Figure 3. STING mediates SASP in mice

a, One-week post IR, liver was analyzed by immunohistochemistry and quantified; n=8 mice. Scale bar: 20 µm. b, Representative images of mice three-month post IR. c–d, Schematic illustration of constructs and experimental design. e, Immunohistochemistry analyses of liver. Clusters of immune cells are highlighted. Scale bar: 100 µm. n=8 mice, *p<0.005, **p<0.0001. f, Liver was harvested on day 6 and analyzed by RT-qPCR. n=10 mice for WT; n=13 mice for null. g, Luminescent imaging of mice. n=3 mice, * p<0.05, ** p<0.01. h, Representative images of liver tumors. Graphs showing mean values with s.e.m.; unpaired two-tailed Student’s t-test.

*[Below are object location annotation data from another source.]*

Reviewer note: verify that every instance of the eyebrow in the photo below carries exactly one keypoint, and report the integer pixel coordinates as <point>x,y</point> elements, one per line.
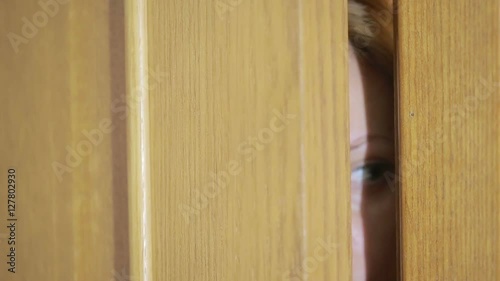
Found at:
<point>365,139</point>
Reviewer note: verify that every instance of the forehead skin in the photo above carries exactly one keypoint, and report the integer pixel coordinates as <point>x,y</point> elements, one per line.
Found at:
<point>371,102</point>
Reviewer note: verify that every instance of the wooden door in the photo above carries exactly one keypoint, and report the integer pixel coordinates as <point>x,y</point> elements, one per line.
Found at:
<point>63,152</point>
<point>248,154</point>
<point>449,116</point>
<point>176,140</point>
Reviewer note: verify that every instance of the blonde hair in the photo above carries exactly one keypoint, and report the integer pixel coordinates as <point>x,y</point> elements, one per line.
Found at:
<point>371,32</point>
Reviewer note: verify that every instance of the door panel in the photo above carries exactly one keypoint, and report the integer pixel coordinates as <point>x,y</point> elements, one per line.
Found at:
<point>248,129</point>
<point>62,68</point>
<point>449,104</point>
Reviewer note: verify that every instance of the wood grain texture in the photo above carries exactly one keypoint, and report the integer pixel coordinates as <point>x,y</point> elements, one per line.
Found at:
<point>248,132</point>
<point>449,101</point>
<point>139,190</point>
<point>58,88</point>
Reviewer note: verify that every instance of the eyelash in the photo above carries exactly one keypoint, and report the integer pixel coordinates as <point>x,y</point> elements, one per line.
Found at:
<point>372,173</point>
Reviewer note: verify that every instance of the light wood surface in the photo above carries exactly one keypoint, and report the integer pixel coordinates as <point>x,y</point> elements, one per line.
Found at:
<point>60,84</point>
<point>449,101</point>
<point>231,71</point>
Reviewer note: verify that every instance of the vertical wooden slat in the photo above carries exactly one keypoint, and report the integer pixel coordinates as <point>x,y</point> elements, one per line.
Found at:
<point>326,145</point>
<point>248,133</point>
<point>449,104</point>
<point>62,69</point>
<point>138,81</point>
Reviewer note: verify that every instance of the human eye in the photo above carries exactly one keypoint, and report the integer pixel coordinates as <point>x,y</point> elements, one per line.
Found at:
<point>372,173</point>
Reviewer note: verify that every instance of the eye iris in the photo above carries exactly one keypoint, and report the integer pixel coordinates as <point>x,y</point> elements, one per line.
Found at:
<point>372,172</point>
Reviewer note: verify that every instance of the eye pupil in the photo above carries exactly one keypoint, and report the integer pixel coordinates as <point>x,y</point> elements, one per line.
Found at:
<point>372,172</point>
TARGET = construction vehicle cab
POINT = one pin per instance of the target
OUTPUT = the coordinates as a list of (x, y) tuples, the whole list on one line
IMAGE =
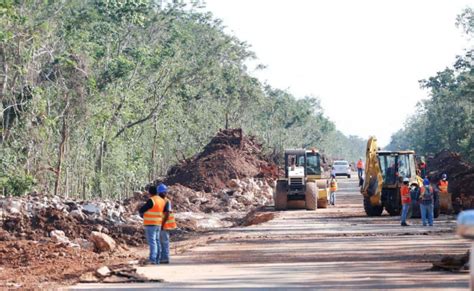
[(384, 173), (294, 190), (299, 187)]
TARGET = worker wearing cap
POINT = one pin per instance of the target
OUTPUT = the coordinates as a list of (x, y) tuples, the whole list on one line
[(426, 203), (168, 224), (332, 189), (360, 168), (443, 184), (152, 213), (406, 201)]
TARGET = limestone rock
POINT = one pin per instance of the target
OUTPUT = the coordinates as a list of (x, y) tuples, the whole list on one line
[(102, 242)]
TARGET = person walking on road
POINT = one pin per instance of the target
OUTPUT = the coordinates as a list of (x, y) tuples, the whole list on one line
[(443, 184), (360, 168), (426, 203), (169, 223), (332, 190), (152, 213), (406, 201)]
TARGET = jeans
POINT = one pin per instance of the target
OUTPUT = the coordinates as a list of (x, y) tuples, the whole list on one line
[(332, 198), (152, 233), (405, 209), (165, 245), (426, 212)]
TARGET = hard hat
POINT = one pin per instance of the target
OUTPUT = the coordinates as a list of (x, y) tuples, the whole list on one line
[(162, 188), (426, 182)]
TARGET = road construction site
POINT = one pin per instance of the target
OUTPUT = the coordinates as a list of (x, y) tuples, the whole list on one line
[(230, 234), (335, 248)]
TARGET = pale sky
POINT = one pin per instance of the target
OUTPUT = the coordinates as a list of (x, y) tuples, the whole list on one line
[(363, 59)]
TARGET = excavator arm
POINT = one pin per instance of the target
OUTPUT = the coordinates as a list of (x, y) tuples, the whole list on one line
[(372, 187)]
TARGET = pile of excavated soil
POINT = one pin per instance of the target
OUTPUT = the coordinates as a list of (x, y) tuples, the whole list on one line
[(460, 176), (229, 155), (43, 264), (49, 219)]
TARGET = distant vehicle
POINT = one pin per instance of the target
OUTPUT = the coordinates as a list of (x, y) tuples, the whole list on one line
[(342, 168)]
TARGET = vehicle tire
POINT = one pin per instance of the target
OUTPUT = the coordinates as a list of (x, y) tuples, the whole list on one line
[(372, 210), (281, 196), (311, 196)]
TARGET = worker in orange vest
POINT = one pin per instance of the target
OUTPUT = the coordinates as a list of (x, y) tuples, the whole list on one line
[(406, 201), (360, 168), (152, 213), (426, 203), (169, 223), (332, 190), (443, 184)]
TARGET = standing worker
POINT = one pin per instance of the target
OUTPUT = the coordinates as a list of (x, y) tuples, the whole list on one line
[(360, 171), (406, 201), (360, 168), (443, 184), (168, 224), (152, 213), (426, 203), (332, 190), (445, 200)]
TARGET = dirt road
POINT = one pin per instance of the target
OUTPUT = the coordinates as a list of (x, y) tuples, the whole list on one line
[(335, 248)]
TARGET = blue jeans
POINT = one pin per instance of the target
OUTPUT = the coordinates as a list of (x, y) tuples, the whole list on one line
[(152, 233), (405, 209), (332, 198), (426, 212), (165, 245)]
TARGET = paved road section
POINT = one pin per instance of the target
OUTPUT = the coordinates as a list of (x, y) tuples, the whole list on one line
[(338, 248)]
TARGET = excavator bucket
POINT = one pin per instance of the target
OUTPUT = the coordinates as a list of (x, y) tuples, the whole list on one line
[(372, 187)]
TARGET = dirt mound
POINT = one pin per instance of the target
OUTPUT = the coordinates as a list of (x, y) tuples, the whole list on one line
[(229, 155), (36, 265), (460, 176), (46, 220)]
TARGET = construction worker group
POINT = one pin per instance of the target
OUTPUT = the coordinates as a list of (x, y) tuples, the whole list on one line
[(424, 196), (158, 220)]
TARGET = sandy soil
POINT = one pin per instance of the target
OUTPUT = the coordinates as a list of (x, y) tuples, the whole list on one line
[(335, 248)]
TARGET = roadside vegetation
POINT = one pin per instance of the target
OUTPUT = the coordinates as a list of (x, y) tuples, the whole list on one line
[(100, 97), (446, 119)]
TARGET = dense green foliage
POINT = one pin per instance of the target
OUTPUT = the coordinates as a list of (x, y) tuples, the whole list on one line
[(100, 96), (446, 119)]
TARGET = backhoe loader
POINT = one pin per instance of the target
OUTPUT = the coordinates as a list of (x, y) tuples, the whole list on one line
[(384, 173)]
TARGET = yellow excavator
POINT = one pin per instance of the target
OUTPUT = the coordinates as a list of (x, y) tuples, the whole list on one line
[(384, 172)]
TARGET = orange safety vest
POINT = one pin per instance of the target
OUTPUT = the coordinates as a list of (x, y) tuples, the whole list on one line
[(405, 193), (333, 186), (154, 216), (443, 186), (170, 223)]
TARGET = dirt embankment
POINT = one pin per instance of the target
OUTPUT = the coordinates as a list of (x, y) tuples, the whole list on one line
[(229, 155), (46, 240), (460, 176)]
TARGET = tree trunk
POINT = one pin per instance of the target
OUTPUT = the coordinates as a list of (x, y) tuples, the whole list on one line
[(61, 153)]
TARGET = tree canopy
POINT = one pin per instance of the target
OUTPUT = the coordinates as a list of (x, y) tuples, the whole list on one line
[(446, 119), (100, 96)]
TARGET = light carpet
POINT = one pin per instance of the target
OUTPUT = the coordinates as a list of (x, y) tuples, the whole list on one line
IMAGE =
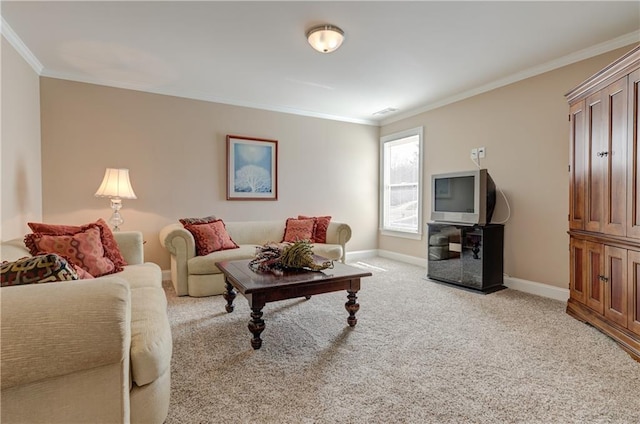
[(422, 352)]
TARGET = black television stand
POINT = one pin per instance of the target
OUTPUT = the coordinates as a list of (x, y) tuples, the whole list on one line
[(467, 256)]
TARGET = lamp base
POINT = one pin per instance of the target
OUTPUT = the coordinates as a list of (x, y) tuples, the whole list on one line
[(116, 219)]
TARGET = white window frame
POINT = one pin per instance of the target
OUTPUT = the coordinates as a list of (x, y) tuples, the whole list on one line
[(396, 231)]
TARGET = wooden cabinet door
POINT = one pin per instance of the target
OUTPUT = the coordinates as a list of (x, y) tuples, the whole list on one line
[(595, 165), (633, 152), (577, 281), (633, 288), (577, 157), (594, 274), (615, 157), (615, 271)]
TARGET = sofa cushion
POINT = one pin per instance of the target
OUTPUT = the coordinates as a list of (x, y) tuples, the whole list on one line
[(204, 265), (106, 236), (299, 229), (211, 237), (45, 268), (147, 274), (320, 230), (151, 343), (84, 249)]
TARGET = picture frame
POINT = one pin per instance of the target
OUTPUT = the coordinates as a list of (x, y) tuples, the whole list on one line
[(252, 168), (443, 189)]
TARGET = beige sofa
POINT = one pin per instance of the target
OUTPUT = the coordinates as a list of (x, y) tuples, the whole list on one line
[(87, 351), (199, 276)]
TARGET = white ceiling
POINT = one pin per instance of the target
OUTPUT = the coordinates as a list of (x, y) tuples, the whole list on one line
[(411, 56)]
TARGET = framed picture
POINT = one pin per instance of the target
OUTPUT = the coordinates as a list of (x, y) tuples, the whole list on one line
[(252, 168), (443, 188)]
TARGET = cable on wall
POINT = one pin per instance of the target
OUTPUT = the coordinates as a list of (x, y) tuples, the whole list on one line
[(476, 161)]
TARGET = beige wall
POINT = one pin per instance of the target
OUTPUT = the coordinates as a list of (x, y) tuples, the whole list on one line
[(525, 131), (175, 150), (20, 175)]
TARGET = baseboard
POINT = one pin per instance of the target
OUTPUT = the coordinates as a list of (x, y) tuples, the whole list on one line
[(403, 258), (539, 289)]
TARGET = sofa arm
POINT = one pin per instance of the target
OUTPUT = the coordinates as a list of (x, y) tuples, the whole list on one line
[(56, 329), (131, 246), (182, 247), (339, 233)]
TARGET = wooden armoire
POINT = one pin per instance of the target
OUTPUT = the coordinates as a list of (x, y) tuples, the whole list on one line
[(604, 206)]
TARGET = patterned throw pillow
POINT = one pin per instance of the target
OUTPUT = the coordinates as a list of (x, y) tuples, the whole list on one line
[(322, 225), (205, 220), (84, 249), (211, 237), (299, 229), (36, 269), (106, 235)]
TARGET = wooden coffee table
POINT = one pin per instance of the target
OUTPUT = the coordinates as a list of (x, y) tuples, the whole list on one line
[(260, 288)]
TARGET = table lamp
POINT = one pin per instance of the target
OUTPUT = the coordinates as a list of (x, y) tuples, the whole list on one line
[(116, 186)]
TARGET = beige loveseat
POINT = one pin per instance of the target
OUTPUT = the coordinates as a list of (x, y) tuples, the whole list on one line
[(199, 276), (87, 351)]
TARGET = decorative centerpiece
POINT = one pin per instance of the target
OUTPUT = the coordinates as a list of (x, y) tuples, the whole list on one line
[(281, 256)]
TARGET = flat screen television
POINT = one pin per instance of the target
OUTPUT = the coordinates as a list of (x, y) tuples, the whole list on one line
[(467, 197)]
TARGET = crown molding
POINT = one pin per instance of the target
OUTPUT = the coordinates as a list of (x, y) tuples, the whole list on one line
[(9, 34), (598, 49)]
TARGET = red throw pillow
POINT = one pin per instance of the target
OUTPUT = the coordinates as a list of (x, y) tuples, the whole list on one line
[(109, 242), (205, 220), (211, 237), (322, 224), (299, 229), (83, 249)]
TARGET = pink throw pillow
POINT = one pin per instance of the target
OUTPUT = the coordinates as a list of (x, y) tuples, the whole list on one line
[(211, 237), (83, 249), (205, 220), (322, 225), (106, 235), (299, 229)]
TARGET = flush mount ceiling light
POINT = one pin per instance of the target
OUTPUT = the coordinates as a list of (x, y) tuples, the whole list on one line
[(325, 38)]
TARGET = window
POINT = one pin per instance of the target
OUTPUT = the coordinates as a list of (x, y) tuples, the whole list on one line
[(401, 178)]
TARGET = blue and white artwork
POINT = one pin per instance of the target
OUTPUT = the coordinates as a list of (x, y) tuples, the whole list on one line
[(252, 165), (252, 168)]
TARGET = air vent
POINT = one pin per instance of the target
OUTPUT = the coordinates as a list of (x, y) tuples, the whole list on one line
[(385, 111)]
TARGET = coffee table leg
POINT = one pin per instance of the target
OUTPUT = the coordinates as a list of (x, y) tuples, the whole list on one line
[(229, 295), (256, 326), (352, 307)]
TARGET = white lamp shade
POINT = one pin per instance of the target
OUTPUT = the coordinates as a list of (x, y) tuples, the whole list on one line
[(325, 38), (116, 184)]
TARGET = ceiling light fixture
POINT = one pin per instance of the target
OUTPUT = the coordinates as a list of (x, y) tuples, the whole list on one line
[(325, 38)]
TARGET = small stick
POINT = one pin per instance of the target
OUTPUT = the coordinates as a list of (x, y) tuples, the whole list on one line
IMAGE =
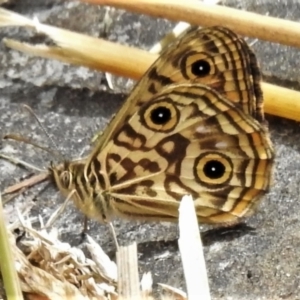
[(26, 183), (128, 276), (196, 12), (191, 251)]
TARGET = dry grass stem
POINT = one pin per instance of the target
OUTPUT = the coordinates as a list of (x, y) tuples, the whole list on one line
[(130, 62), (204, 14), (7, 263)]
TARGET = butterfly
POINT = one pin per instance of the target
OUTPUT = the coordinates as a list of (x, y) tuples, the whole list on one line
[(194, 124)]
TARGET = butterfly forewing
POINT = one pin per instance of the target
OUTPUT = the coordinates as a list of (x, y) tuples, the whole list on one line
[(188, 139), (214, 56), (193, 124)]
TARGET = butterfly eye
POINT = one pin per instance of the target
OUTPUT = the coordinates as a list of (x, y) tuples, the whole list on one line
[(66, 179), (213, 168), (160, 116), (200, 68)]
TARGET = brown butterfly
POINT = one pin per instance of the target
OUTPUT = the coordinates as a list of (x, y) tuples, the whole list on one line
[(194, 124)]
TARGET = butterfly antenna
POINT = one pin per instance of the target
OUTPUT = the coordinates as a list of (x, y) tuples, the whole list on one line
[(29, 109)]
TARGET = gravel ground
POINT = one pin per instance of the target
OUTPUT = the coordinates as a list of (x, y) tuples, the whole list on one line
[(74, 102)]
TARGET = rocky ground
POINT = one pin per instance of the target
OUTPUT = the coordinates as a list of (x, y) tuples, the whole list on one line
[(74, 102)]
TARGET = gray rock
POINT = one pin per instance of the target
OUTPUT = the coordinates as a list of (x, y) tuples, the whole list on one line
[(74, 102)]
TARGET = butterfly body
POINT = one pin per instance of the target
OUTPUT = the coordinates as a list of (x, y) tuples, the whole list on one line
[(180, 134)]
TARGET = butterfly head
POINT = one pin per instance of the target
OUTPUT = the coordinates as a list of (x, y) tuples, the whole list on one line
[(64, 176)]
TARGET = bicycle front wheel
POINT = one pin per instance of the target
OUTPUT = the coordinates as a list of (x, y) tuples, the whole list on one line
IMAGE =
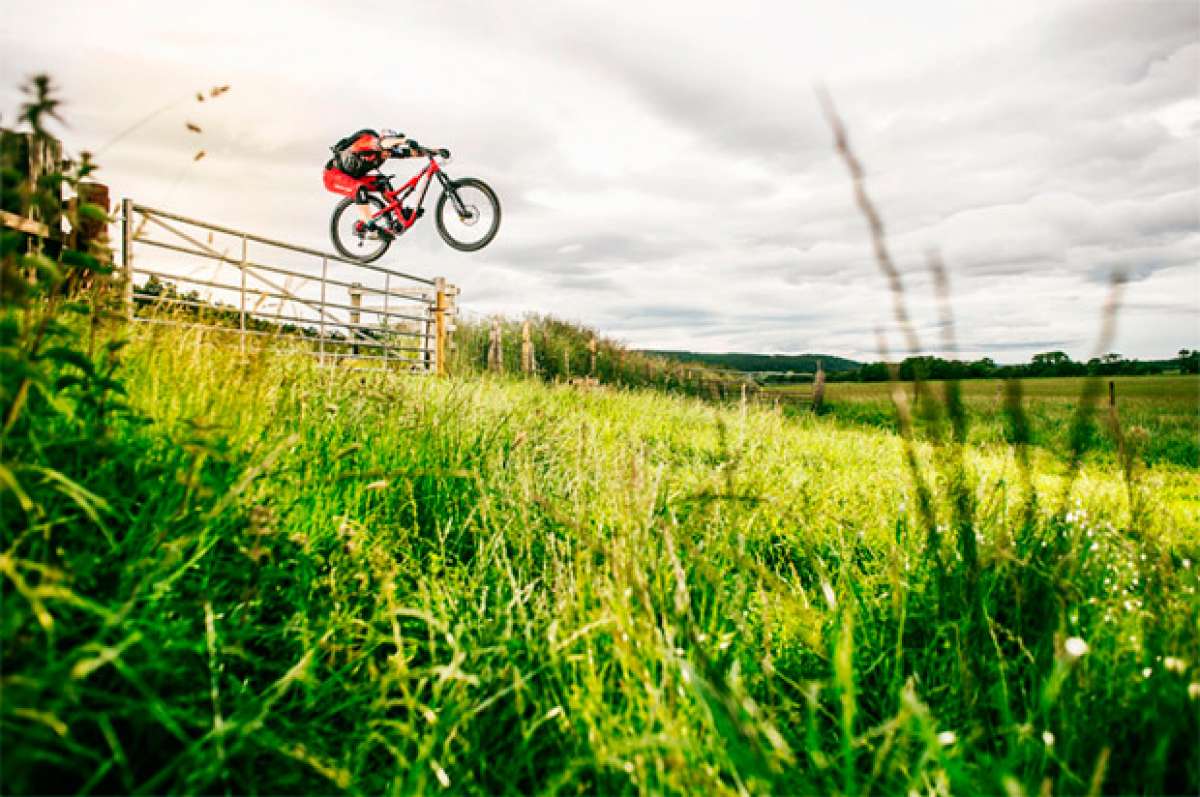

Fig. 4. Cytoplasmic chromatin mediates pro-inflammatory responses in senescence evasion and cancer

a, Scheme of experimental design. b, SA-β-Gal images of the three cell types. c, Confocal microscopy analyses of OIS-evaded cells. Scale bar: 10 µm. d, Quantification of cells for parameters as indicated. Results are the average values of four different fields with over 200 cells. Error bars: s.d.; *p<0.0001; NS: non-significant; unpaired two-tailed Student’s t-test. e–f, Cells as indicated were analyzed by immunoblotting. g, CCLE analyses of STING and Lamin B1 with inflammatory gene expression profiles.